The regulations placed limits upon the operation of the aircraft over populated areas and in certain airspace and under certain weather conditions. But the FAA chose not to promulgate federal regulations on pilot certification and vehicle certification and registration, but preferred to rely upon the "ultralight community [to] assume the initiative for the development of these important safety programs." 47 Fed.Reg. 38,770. Thus, the FAA considered the need to regulate the airworthiness of ultralight aircraft and decided to regulate in some areas and not others.
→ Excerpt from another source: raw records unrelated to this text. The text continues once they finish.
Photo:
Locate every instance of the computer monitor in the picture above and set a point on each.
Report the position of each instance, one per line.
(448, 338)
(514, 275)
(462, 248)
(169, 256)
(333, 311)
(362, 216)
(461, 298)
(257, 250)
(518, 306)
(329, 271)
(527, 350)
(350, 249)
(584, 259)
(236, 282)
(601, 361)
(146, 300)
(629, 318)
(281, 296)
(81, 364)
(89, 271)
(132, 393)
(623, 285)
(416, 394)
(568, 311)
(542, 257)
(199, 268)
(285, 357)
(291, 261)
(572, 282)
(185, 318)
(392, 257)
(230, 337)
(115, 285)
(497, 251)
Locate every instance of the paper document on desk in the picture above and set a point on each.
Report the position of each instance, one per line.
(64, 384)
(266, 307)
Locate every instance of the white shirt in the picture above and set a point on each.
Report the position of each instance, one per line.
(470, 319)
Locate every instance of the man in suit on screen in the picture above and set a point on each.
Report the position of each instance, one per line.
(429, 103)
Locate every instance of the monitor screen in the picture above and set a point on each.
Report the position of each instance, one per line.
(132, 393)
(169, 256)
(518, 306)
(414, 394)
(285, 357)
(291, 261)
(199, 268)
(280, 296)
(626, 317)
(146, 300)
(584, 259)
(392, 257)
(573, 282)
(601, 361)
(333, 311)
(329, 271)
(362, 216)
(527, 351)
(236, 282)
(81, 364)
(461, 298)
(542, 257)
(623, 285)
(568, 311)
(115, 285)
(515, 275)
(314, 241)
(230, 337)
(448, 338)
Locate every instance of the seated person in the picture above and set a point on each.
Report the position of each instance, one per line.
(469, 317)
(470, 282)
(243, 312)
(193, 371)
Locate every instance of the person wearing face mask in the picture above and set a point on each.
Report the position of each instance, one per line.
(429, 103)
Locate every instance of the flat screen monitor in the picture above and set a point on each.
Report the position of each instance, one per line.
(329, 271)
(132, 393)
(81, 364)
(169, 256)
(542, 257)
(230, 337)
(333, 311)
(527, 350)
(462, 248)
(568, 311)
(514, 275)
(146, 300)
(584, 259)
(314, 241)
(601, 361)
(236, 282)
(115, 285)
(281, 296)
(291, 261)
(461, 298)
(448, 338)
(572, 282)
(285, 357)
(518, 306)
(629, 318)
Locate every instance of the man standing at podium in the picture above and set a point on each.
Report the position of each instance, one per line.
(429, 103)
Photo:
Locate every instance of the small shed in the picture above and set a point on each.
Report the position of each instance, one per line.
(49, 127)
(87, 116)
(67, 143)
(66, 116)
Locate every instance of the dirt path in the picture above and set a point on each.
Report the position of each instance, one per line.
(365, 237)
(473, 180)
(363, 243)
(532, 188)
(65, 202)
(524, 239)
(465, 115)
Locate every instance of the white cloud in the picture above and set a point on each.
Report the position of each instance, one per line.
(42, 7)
The plaintiff concedes in her brief that the validity of these regulations cannot be challenged. Brief for Appellant, p. 12.
. Overall, the Act requires the FAA to establish minimum standards for aircraft safety. See 49 U.S.C. § 1421-1423. However, on its face it does not specify that ultralight aircraft is within the scope of the Act's coverage. At any rate, usually this type of statutory interpretation question — whether a particular type of activity is covered under a statute — is addressed via an administrative rulemaking or adjudication procedure and is subject to judicial review to ensure that an agency is adhering to its Congres sional mandate. See generally The Administrative Procedure Act, 5 U.S.C. § 706 (reviewing court shall decide all relevant questions of law); Bureau of Alcohol, Tobacco and Firearms v. Federal Labor Relations Authority, 464 U.S. 89, 104 S.Ct. 439, 78 L.Ed.2d 195 (1983) (reviewing courts must not rubber-stamp administrative decisions they deem inconsistent with a statutory mandate).